Fotos zeigen, wie arg der Baum bei dem Unwetter am letzten Juniwochenende beschädigt wurde: Große Äste sind abgerissen, die Rinde ist an weiten Teilen des Baumes beschädigt und das Innere des Baumes ist zu sehen. Der Baum am Nähermemminger Weg auf halber Höhe zwischen Nördlingen und dem Ortsteil ist ziemlich in Mitleidenschaft gezogen worden. Dabei hat er eine besondere Geschichte.
Leserin Heidi Källner war am Unwetterwochenende unterwegs und hat den Baum fotografiert, den habe es „übel erwischt. Ob diese Wunden noch heilen?“, fragt sie. Dabei verweist die auf die besondere Geschichte des Baumes. Der sei nämlich ein Gedenkbaum. Weitere Informationen dazu finden sich beim Bayerischen Landesamt für Umwelt. Denn im Rahmen einer Diplomarbeit habe Kathrin Schön die historischen Kulturlandschaftselemente im Ries erfasst – dazu zählt auch die sogenannte Bismarcklinde. Den Angaben nach wurde sie 1871 gepflanzt, der „Gemeindepfleger soll sie mit einer Maß Bier angegossen haben“, heißt es in dem Verzeichnis. Anlass sei das Ende des Deutsch-Französischen Krieges 1871 gewesen. Anbei gebe es eine Ruhebank, der Baum werde auch „Bäumle“ genannt. Der Baum ist den Angaben nach durchaus stattlich, auf Brusthöhe habe er einen Umfang von 3,07 Metern.
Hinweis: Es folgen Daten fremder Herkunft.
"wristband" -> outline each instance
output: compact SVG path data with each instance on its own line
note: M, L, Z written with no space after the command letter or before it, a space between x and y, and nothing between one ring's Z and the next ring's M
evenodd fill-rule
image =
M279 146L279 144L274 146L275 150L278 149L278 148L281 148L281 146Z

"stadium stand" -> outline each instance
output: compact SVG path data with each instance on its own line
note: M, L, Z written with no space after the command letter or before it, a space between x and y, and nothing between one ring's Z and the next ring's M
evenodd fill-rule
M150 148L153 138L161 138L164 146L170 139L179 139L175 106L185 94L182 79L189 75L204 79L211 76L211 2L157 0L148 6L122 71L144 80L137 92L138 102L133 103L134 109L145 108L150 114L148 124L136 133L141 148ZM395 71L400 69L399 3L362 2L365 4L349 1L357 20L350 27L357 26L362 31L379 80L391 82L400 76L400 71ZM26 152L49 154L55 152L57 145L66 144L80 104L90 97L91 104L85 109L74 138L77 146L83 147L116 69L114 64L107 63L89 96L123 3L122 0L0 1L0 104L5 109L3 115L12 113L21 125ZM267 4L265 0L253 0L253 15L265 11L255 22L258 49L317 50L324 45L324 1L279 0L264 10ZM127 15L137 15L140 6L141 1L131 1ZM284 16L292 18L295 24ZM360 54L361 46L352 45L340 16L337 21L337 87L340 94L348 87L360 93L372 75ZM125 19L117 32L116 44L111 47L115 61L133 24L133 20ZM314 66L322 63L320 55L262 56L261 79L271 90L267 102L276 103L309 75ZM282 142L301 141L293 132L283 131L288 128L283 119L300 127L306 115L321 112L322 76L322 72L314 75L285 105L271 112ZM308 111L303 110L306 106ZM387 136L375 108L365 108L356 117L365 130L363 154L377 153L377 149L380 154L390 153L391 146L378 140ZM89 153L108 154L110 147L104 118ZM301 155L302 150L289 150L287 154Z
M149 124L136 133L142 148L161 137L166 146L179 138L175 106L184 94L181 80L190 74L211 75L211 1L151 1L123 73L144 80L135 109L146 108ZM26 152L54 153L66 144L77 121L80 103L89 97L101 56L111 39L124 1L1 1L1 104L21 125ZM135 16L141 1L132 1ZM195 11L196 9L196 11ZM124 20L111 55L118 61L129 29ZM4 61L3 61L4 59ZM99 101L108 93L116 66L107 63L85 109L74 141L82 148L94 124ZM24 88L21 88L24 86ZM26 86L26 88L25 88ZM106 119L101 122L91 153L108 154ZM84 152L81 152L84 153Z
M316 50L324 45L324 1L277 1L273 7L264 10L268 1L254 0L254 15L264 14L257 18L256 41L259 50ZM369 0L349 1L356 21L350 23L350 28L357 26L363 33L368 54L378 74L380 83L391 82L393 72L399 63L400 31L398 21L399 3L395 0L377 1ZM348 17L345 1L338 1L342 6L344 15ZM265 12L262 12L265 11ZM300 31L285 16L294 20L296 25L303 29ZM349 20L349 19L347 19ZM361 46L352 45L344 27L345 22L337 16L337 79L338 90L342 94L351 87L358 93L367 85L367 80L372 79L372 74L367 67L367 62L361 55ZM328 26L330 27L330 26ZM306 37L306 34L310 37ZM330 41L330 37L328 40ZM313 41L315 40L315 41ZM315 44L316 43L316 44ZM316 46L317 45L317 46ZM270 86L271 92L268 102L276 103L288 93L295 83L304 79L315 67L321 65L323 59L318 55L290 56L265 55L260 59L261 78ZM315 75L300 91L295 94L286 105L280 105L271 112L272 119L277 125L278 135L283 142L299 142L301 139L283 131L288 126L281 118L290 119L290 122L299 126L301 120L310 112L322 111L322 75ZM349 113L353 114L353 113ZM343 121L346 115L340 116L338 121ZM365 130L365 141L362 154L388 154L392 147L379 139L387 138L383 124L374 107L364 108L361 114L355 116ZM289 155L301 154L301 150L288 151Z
Unwetter fordert zahlreiche Feuerwehreinsätze
Fachfirma überprüft Bismarcklinde am Nähermemminger Weg
Im Nähermemminger Heimatbuch von Helmut Seitz ist verzeichnet, dass die Linde vom „Gallenbauer“ Balthasar Wiedemann gepflanzt wurde, wie Stadtarchivar Dr. Johannes Moosdiele-Hitzler unserer Redaktion mitteilt. Jener Gemeindepfleger mit der Maß Bier soll Adam Strehle gewesen sein. Aus Sicht der Heimatpflege seien solche Gedenkbäume „unbedingt erhaltenswert“, so Moosdiele-Hitzler.
Während der Erhaltungszustand des Baumes im Jahr 2007 im Verzeichnis noch als „gut“ betitelt wird, dürfte das nun nicht mehr zutreffen. Wie schlimm es ist? Das muss sich erst noch herausstellen. Wie Helena Ott, Sprecherin der Stadt Nördlingen, mitteilt, ist der Baum ein Naturdenkmal. In erster Linie zuständig sei die Untere Naturschutzbehörde im Landratsamt. Mit dem sei die Stadt aber im Austausch, so Ott. Das weitere Vorgehen sei mit dem Landratsamt so vereinbart, dass man sich ein Gutachten von einer externen Fachfirma einholt. Diese sei in der zweiten Ferienwoche aber noch im Urlaub gewesen. „Wenn das Gutachten vorliegt, können wir das weitere Vorgehen bestimmen und entscheiden.“ Bislang sei an der Linde erst einmal aufgeräumt worden.